The local Bay Area ABC News “I-Team” (investigative team) ran this news story on Brian Malzkuhn and Michael Johnson, two men — both college teachers who are deaf! — who ripped off deaf people in the process of being ripped off themselves by Nigerian scam artists. These men asked their deaf friends and colleagues for “emergency business loans” so they could come up with the money that the rapacious Nigerian scam artists were demanding in ever-increasing amounts.
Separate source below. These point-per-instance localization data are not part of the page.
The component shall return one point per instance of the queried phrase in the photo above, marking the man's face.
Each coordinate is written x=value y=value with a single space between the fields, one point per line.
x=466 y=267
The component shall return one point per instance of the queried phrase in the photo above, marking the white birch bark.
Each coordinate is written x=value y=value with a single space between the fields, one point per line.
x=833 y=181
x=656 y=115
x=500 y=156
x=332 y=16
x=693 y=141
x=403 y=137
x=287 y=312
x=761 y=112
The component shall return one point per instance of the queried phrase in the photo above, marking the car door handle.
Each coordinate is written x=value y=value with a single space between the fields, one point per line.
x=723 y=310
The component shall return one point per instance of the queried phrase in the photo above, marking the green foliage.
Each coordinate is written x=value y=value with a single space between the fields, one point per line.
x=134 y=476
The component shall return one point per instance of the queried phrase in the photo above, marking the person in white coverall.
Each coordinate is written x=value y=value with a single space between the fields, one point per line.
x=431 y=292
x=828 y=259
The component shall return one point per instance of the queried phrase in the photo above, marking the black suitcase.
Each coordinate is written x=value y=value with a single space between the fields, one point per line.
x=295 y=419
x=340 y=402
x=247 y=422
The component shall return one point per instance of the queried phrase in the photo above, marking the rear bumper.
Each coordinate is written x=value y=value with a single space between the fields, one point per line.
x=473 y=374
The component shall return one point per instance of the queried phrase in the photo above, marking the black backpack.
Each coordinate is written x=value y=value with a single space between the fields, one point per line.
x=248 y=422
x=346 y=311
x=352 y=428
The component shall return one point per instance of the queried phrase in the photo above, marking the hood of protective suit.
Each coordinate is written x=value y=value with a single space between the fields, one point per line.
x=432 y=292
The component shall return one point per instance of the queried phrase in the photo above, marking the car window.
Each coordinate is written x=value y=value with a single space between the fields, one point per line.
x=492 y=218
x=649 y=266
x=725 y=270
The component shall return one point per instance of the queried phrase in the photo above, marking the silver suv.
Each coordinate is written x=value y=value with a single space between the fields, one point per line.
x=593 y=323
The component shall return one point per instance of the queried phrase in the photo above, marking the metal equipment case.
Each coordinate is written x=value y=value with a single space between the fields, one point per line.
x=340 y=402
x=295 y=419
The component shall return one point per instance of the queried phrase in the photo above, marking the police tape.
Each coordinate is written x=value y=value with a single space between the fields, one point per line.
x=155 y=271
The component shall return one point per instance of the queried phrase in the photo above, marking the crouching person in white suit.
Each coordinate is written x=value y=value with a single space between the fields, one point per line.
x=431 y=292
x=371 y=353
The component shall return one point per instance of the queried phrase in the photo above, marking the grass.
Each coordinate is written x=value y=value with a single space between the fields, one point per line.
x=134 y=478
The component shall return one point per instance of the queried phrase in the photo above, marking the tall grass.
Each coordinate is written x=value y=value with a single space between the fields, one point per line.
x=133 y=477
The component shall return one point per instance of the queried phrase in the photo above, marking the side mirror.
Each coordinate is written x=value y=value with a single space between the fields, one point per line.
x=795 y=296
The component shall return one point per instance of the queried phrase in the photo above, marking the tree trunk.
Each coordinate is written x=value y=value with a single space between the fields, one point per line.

I am incensed to read this! This is a prime example of the sort of abuse that led me to decide a couple of weeks ago not to interpret any kind of VRS call — or live interpreted event — that I believe is a scam.
I think the ideology that
it is not up to interpreters to decide what is good for their clients is potentially damaging, especially in the realm of VRS. This belief in “transparency” (which I actually saw signed as “no skin off my back” or “I’m not responsible” in discussions about TRS CA‘s in the ’90s), along with the “mandate for equal telecommunications access” by the FCC, leads interpreters to feel that they are compelled to interpret any kind of call that comes in, regardless of content. Do you know what it feels like to interpret a call that you know is a scam? It is demoralizing to say the least.
I think it is high time that interpreters started standing up for what they know is right and “reserve the right to refuse service” to scam artists!
And deaf people, if you agree with this, please make your feelings known to the FCC.